The gray box on the left-hand side of the diagram represents our upstream services. These are the transformation processes that need to occur before user and event data can be useful in a service like Audiences. These processes include data quality assurance, profile enrichment, identity resolution, and others. Without unified and accurate data, building and forwarding audiences to downstream services would not be possible, which is why these upstream services are critical to the value that customers realize from mParticle.

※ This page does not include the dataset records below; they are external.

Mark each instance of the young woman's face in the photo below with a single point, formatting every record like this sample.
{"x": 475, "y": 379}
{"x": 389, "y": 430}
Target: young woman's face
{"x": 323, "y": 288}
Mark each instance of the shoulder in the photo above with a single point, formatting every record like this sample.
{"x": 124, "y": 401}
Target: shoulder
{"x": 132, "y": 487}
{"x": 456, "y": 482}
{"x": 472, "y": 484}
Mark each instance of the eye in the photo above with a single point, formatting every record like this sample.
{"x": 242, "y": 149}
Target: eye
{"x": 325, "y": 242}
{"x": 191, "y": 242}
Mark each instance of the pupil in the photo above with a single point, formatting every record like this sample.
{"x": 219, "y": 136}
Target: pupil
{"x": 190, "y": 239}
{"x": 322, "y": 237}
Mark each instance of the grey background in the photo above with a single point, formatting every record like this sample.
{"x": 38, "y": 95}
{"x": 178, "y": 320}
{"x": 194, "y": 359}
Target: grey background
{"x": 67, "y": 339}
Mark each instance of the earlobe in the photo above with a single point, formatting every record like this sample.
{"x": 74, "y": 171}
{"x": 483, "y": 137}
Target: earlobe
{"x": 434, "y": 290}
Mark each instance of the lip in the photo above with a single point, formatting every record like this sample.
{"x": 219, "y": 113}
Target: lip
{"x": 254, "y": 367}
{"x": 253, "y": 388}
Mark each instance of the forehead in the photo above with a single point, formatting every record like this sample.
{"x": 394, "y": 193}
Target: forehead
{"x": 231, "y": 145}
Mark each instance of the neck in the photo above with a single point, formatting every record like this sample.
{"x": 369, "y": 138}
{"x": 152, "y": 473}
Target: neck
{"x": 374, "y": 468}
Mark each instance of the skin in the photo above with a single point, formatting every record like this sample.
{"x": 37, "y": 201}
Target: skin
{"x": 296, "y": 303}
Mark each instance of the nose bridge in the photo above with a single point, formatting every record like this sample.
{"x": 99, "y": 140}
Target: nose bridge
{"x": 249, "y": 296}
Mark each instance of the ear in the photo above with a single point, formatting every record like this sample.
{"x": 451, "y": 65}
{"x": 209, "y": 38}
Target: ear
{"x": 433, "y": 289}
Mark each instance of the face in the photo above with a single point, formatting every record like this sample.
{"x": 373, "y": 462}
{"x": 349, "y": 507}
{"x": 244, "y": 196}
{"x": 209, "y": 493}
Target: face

From these upstream services, the data is handed off to the streaming engine, where it is consumed and partitioned by MPID. Separate data streams are also assigned a level of priority to ensure that event streams are given precedence over bulk data. These partitioned batches are then handed off to the audience service, where end users can leverage the data to create target audiences and generate calculated attributes. 

We tested both Pulsar and Kafka on a trial basis in a development environment. While we evaluated both solutions on several parameters, the most critical metric was their ability to scale up and down with increases and decreases in the number of consumers. This is because the load demand on the Audiences service (as well as other services that we might potentially migrate to Pulsar in the future) is highly elastic. For instance, when a customer releases a new feature or launches a new campaign, they may create and forward many more audiences in a shorter period of time than they usually do. That’s why it was critical that the streaming provider we chose was able to match server resources to spike and drops in data usage, both to ensure performance stability and avoid unnecessary costs. 

Whenever a new instance of the Audience service comes online, this instance needs to connect to the message bus and register and receive the messages, whether that is from Kafka or Pulsar. Once we began testing both services, our engineers noticed that when new instances would connect or disconnect to Kafka, it had to go through a recalculation process to determine which consumers received what data. This process could take up to a few minutes, and during this time data transfer to all other nodes would be blocked. 

Pulsar, on the other hand, comes with an auto-scaling feature that minimizes downtime and data loss when new nodes come on and offline. While we did see lag times with Pulsar when new consumers were added or dropped, this period was only a few seconds as opposed to a few minutes. Also, during this latency period, Pulsar was able to keep messages flowing to previously-connected nodes without failure. With the rate that we scale nodes up and down within our Audience services, it was ultimately Pulsar’s dynamic consumer scaling capability that made our engineering team decide to adopt it as the new streaming engine behind Audiences. 

The full process of adopting Pulsar—from recognizing that we needed a new solution to power certain services to deploying fully in production––took approximately 18 months. It has now been nine months since fully cutting over to Pulsar as the message queue behind our Audience service, and in that time we have realized significant benefits. These include: 

• Improved stability and accuracy: Pulsar allows us to deliver more consistent and accurate data to a critical service within our product. 
• The development of a key platform feature: Without the confidence that the data flowing into the Audience service was at this level of accuracy, rolling out Calculated Attributes would not have been possible. 

While Pulsar is now handling all data flows into the Audience service, we still run SQS alongside this new solution as a failsafe. “We still have a notion of a circuit breaker built into our message processing,” says Tim Corbett, a software engineer who was instrumental in the migration process. “If any problem with Pulsar is detected, we will automatically switch back to SQS so as to prevent any problems before they occur. Instead of 100% data loss or downtime, we seamlessly fall over to the SQS path while we work on the Pulsar path.”  

Perhaps the best indication of Pulsar’s success, however, is that it hasn’t drawn attention to itself. “For the most part, people have forgotten it’s running, and that’s good,” Corbett says. “The less you have to think about a critical piece of your infrastructure, the better.”